Question

beau sold hardcover books for $15 each and paperback books for $10 each. he earned a total of $350 from selling these books. let $x$ be the number of hardcover books beau sold and $y$ be the number of paperback books. the system of equations that models this scenario is: $x + y=30$, $15x + 10y = 350$. how many hardcover and paperback books did beau sell? 20 hardcovers and 10 paperbacks; 10 hardcovers and 20 paperbacks; 15 hardcovers and 15 paperbacks; 30 hardcovers and 0 paperbacks

Explanation:

Step1: Solve the system of equations

We have the system

$$\begin{cases}x + y=30\\15x + 10y=350\end{cases}$$

. From the first - equation $y = 30 - x$.

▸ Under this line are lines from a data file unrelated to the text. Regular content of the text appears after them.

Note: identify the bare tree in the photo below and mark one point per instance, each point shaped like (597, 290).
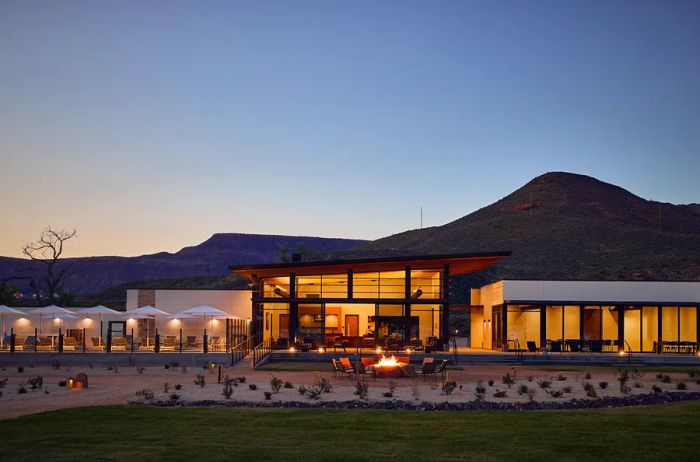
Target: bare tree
(48, 250)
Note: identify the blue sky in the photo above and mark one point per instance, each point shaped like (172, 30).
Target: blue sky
(149, 126)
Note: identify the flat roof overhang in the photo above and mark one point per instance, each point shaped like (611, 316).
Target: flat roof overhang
(459, 264)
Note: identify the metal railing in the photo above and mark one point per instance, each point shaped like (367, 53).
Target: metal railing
(261, 352)
(241, 350)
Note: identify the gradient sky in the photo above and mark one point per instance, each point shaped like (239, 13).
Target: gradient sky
(150, 125)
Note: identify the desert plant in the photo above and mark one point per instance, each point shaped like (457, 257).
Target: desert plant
(361, 390)
(275, 384)
(508, 379)
(448, 387)
(326, 386)
(480, 391)
(590, 390)
(146, 394)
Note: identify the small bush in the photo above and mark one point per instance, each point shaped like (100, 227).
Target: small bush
(146, 394)
(361, 390)
(448, 387)
(276, 384)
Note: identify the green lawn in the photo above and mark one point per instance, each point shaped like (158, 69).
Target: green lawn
(208, 434)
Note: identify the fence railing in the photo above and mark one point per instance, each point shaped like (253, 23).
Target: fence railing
(261, 352)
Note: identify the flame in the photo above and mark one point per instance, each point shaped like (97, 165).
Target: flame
(388, 362)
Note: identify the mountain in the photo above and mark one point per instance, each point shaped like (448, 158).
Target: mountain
(210, 258)
(567, 226)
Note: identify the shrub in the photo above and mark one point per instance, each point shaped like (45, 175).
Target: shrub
(480, 390)
(276, 384)
(544, 383)
(508, 379)
(361, 390)
(145, 394)
(228, 390)
(448, 387)
(326, 386)
(590, 390)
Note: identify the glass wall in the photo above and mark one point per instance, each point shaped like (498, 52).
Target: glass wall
(523, 326)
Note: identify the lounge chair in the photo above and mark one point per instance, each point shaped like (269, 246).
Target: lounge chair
(69, 344)
(119, 344)
(44, 344)
(168, 344)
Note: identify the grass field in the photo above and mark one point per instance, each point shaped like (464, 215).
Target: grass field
(209, 434)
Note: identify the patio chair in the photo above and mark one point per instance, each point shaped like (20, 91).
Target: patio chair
(168, 344)
(69, 344)
(119, 344)
(96, 344)
(44, 344)
(427, 370)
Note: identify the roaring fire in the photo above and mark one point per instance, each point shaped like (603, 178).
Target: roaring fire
(387, 362)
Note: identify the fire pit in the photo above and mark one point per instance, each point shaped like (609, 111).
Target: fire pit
(388, 368)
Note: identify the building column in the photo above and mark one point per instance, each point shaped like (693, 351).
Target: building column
(543, 326)
(293, 309)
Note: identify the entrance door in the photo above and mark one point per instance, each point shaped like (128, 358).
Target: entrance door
(352, 325)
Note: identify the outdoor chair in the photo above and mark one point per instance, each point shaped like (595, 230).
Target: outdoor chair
(168, 344)
(44, 344)
(442, 369)
(69, 344)
(119, 344)
(427, 370)
(96, 344)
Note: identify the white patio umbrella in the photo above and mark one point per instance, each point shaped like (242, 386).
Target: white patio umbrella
(52, 311)
(99, 310)
(147, 311)
(7, 311)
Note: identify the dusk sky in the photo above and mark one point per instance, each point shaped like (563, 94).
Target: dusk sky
(149, 126)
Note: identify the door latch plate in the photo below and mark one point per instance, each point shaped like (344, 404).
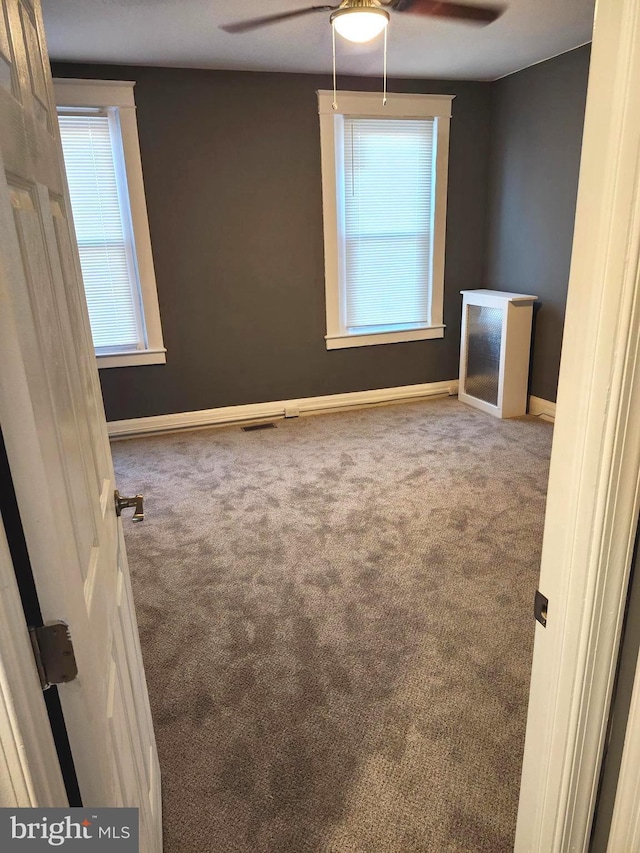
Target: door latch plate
(540, 608)
(53, 650)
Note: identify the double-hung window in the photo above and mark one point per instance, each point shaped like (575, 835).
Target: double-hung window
(99, 137)
(384, 187)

Step2: Substitute $y$ into the second equation

Substitute $y = 30 - x$ into $15x+10y = 350$. We get $15x+10(30 - x)=350$. Expand the left - hand side: $15x+300 - 10x=350$.

Step3: Simplify the equation

Combine like terms: $(15x - 10x)+300 = 350$, which gives $5x+300 = 350$. Subtract 300 from both sides: $5x=350 - 300=50$.

Step4: Solve for $x$

Divide both sides of $5x = 50$ by 5: $x=\frac{50}{5}=10$.

Step5: Solve for $y$

Substitute $x = 10$ into $y = 30 - x$, then $y=30 - 10 = 20$.

Answer:

10 hardcover books and 20 paperback books.